ATLANTA (Reuters) - A Georgia graduate student fighting a rare flesh-eating bacterial infection she contracted after being injured in a zip-line accident nearly three weeks ago is breathing on her own without the help of a ventilator, her father said.
The struggle to save 24-year-old Aimee Copeland from necrotizing fasciitis - a bacterial infection that can destroy muscles, skin and tissue - has been chronicled by her father, Andy Copeland, in a blog on the university’s website.
“She has been off of the ventilator for over 10 hours,” Andy Copeland wrote late on Sunday. “In other words, she is breathing completely on her own! How cool is that?”
Copeland, a student at West Georgia University, slashed her calf when the zip-line snapped May 1 along the Little Tallapoosa River near Carrollton, Georgia. Emergency room doctors closed the wound with 22 staples and released Copeland, but she was diagnosed with the infection after her conditioned worsened.
Surgeons amputated Copeland’s left leg at the hip. Last week, she mouthed, “Let’s do this” when told her hands and remaining foot would have to be amputated, her father wrote on Friday.
It is unclear from Andy Copeland’s postings whether the additional amputations had already occurred. A hospital spokeswoman has declined to comment on the woman’s condition.
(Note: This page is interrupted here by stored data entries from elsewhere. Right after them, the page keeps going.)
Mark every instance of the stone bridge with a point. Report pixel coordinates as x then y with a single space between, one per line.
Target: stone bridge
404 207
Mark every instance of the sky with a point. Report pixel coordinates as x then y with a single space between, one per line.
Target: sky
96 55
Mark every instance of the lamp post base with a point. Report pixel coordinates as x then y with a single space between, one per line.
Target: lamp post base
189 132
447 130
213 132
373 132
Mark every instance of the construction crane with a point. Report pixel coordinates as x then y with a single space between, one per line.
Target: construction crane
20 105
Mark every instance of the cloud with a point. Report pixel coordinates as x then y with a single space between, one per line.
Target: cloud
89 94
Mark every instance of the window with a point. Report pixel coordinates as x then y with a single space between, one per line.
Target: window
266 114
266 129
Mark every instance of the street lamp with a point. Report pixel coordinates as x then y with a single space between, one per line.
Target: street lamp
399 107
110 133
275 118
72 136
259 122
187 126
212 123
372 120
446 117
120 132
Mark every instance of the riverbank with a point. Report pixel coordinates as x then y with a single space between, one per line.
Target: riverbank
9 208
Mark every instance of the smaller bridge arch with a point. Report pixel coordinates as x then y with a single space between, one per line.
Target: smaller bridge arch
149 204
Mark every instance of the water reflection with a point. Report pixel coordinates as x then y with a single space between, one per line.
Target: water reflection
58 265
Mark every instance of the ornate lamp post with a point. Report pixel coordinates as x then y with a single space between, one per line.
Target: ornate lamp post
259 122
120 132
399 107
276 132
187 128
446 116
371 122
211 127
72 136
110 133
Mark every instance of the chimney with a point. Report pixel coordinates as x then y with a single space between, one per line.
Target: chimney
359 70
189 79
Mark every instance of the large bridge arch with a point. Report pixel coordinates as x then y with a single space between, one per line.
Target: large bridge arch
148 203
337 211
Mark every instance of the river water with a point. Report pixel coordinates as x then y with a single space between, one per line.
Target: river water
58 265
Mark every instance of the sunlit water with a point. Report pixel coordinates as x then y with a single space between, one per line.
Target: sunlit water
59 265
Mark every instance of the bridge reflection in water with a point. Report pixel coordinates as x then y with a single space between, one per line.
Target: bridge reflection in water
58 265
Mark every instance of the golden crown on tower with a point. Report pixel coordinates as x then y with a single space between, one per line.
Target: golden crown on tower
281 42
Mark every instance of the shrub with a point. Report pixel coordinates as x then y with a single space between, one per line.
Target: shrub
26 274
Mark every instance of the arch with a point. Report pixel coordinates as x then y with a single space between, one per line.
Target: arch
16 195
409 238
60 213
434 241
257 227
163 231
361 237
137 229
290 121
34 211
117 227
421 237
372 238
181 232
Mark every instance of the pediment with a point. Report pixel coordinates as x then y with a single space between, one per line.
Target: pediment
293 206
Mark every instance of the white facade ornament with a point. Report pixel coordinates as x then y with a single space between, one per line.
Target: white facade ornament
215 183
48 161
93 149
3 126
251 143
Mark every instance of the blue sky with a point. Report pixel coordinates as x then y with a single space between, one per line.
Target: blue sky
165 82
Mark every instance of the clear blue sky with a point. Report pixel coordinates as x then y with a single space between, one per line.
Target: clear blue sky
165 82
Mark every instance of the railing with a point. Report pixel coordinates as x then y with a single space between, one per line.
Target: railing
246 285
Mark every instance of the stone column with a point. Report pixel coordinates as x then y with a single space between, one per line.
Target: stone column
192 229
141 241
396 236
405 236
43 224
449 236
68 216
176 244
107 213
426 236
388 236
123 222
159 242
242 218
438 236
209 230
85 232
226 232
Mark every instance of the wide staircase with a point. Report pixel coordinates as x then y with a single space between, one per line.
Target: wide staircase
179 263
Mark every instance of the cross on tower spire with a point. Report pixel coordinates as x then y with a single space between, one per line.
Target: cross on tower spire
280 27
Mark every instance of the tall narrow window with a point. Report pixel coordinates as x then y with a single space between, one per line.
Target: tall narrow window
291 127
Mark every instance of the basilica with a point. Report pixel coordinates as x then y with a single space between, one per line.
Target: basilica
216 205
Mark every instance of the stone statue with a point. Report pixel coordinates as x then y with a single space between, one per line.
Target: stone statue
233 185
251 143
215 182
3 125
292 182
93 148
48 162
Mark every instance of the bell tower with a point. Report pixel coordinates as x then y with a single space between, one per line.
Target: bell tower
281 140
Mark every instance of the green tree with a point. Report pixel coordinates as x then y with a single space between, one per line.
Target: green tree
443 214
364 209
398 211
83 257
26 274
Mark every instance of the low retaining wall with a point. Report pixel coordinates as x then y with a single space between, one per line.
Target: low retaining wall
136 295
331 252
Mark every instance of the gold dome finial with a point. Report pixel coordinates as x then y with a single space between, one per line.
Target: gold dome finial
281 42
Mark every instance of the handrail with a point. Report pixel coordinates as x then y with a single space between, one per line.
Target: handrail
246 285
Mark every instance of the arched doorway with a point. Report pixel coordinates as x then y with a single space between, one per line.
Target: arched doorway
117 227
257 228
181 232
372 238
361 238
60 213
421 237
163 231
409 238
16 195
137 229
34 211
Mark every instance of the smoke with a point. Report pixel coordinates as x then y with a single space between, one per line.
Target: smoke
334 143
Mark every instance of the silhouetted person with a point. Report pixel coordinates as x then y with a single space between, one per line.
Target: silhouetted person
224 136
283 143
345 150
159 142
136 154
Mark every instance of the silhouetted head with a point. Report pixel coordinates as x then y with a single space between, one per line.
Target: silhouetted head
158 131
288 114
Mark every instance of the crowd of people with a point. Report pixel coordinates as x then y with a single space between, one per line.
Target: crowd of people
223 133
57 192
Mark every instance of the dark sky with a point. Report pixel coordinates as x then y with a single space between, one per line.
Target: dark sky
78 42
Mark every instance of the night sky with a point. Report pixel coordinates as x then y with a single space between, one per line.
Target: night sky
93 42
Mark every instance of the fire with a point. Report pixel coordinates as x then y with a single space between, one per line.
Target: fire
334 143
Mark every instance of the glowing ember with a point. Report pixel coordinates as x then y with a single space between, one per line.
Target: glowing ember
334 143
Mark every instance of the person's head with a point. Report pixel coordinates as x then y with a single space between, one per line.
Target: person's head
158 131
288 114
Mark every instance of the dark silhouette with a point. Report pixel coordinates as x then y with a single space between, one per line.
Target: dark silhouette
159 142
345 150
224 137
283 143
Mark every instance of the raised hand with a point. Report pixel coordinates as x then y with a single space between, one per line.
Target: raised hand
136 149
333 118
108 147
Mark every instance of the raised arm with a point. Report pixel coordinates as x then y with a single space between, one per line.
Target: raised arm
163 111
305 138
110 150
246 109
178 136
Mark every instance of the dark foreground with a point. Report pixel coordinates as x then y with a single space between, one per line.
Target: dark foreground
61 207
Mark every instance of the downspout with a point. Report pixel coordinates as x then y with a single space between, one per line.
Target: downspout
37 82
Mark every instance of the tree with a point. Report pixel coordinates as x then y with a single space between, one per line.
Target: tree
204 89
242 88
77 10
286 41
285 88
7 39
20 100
In his Sunday night posting, Andy Copeland said he was reducing the time he spends on media interviews.
“Two of my most important responsibilities are to pray for and provide financial support for my family,” he wrote. “Everything else, including blog posting, organizing blood drives and conducting media interviews is secondary.”
Different bacteria can cause necrotizing fasciitis. Health experts say the “flesh-eating” infection is not communicable.
Two cases of flesh-eating infections have been reported recently in South Carolina as well.
A new mother of twins, Lana Kuykendall, 36, was admitted to Greenville Memorial Hospital on May 11, days after giving birth, with a painful spot on her leg that was ultimately diagnosed as necrotizing fasciitis.
Her brother, Brian Swaffer, said Kuykendall had undergone at least seven operations, was sedated, and only opened her eyes “a little bit, at times.”
A former South Carolina fire chief, Glenn Pace, told a local television station he had been battling a flesh-eating bacteria since early April and had three surgeries on his foot.
A 1996 report from the U.S. Centers for Disease Control and Prevention estimated there were 500 to 1,500 cases of necrotizing fasciitis annually in the United States, with about 20 percent of them fatal. The National Necrotizing Fasciitis Foundation has said that estimate is probably low.